Grandes deuses vieram depois da ascensão das civilizações, não antesA complexidade social tende a aumentar mais rapidamente antes do aparecimento de deuses moralizantes, não depois. Whitehouse, Francois Savage et al. Natureza., Autor fornecida

Estamos agora olhando para outros fatores que podem ter impulsionado o surgimento da primeira grande civilização. Por exemplo, os dados de Seshat sugerem que rituais coletivos diários ou semanais - o equivalente aos cultos de domingo de hoje ou orações de sexta-feira - aparecem no início da ascensão da complexidade social e estamos analisando mais detalhadamente seu impacto.

Se a função original dos deuses moralizantes na história do mundo era manter juntas coalizões frágeis e etnicamente diversas, o que a crença declinante em tais divindades significa para o futuro das sociedades hoje em dia? Poderia a secularização moderna, por exemplo, contribuir para o desdobramento dos esforços de cooperação regional - como a União Européia? Se as crenças em grandes deuses declinam, o que isso significará para a cooperação entre os grupos étnicos em face da migração, da guerra ou da disseminação da xenofobia? As funções dos deuses moralizadores podem simplesmente ser substituídas por outras formas de vigilância?

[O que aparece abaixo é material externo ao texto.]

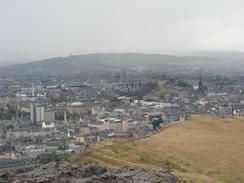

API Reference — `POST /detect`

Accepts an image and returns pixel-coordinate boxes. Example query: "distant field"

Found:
[71,115,244,183]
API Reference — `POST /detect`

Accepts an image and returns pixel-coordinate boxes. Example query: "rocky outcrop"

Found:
[2,161,181,183]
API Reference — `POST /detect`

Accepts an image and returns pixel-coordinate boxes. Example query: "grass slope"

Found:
[71,115,244,183]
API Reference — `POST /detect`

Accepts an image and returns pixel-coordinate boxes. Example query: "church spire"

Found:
[198,73,203,91]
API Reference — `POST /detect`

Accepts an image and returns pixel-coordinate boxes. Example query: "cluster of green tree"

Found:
[55,112,64,120]
[0,104,29,120]
[152,117,163,130]
[130,82,158,98]
[109,97,120,103]
[52,95,69,103]
[0,110,13,120]
[175,80,192,88]
[37,153,69,164]
[66,111,81,120]
[55,111,81,121]
[57,143,66,151]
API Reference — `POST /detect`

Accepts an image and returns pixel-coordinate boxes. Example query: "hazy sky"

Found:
[1,0,244,63]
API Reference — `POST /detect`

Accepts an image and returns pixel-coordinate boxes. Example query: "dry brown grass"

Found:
[71,115,244,183]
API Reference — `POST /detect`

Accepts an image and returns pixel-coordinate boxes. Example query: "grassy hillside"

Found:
[71,115,244,183]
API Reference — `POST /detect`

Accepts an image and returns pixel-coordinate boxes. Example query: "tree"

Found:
[152,117,163,130]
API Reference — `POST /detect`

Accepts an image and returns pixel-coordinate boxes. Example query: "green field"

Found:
[71,115,244,183]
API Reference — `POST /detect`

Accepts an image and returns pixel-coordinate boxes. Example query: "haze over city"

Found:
[1,0,244,63]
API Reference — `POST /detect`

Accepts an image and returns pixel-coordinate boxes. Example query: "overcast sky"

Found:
[1,0,244,63]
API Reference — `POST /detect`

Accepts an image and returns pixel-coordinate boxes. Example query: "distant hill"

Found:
[71,115,244,183]
[194,51,244,58]
[1,52,244,78]
[0,53,206,78]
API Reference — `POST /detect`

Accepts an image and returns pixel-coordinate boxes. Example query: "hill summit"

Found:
[72,115,244,183]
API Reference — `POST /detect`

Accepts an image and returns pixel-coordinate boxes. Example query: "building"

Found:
[198,75,203,91]
[30,104,45,123]
[42,121,55,129]
[44,111,55,122]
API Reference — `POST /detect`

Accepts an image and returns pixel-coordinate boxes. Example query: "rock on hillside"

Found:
[4,161,181,183]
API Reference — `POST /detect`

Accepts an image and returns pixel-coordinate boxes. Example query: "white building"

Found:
[30,104,45,123]
[36,106,45,122]
[42,121,55,129]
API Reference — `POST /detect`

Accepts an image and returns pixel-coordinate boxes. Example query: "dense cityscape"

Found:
[0,57,244,177]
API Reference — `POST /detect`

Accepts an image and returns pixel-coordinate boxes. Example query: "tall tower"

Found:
[64,111,67,124]
[31,83,35,97]
[123,69,127,82]
[36,105,45,122]
[30,104,45,124]
[198,74,203,91]
[16,103,20,128]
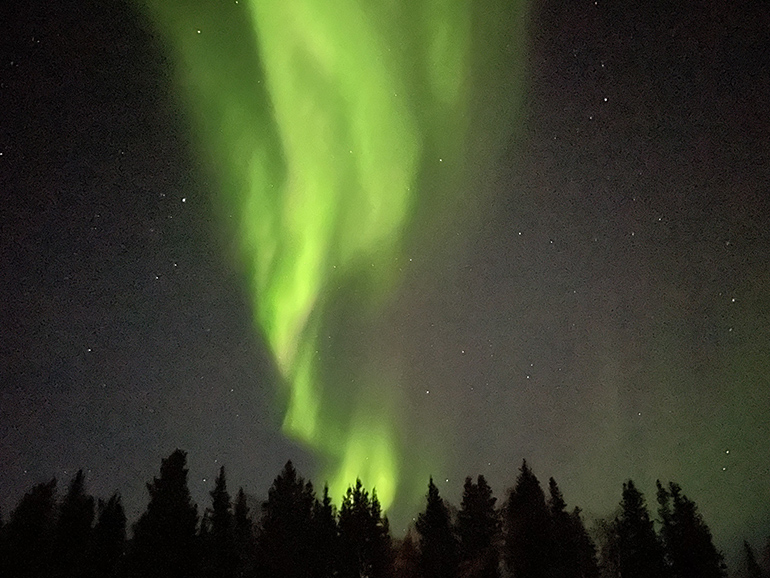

Mesmo que a Seshat não possa fornecer respostas fáceis para todas essas perguntas, ela poderia fornecer uma maneira mais confiável de estimar as probabilidades de diferentes futuros.A Conversação

Sobre os Autores

Harvey Whitehouse, professor da cátedra, Universidade de Oxford; Patrick E. Savage, Professor Associado em Estudos Ambientais e de Informação, Universidade de Keio; Peter Turchin, Professor de Antropologia, Ecologia e Biologia Evolutiva, e Matemática, University of Connecticute Pieter François, Professor Associado em Evolução Cultural, Universidade de Oxford

Este artigo foi republicado a partir de A Conversação sob uma licença Creative Commons. Leia o artigo original.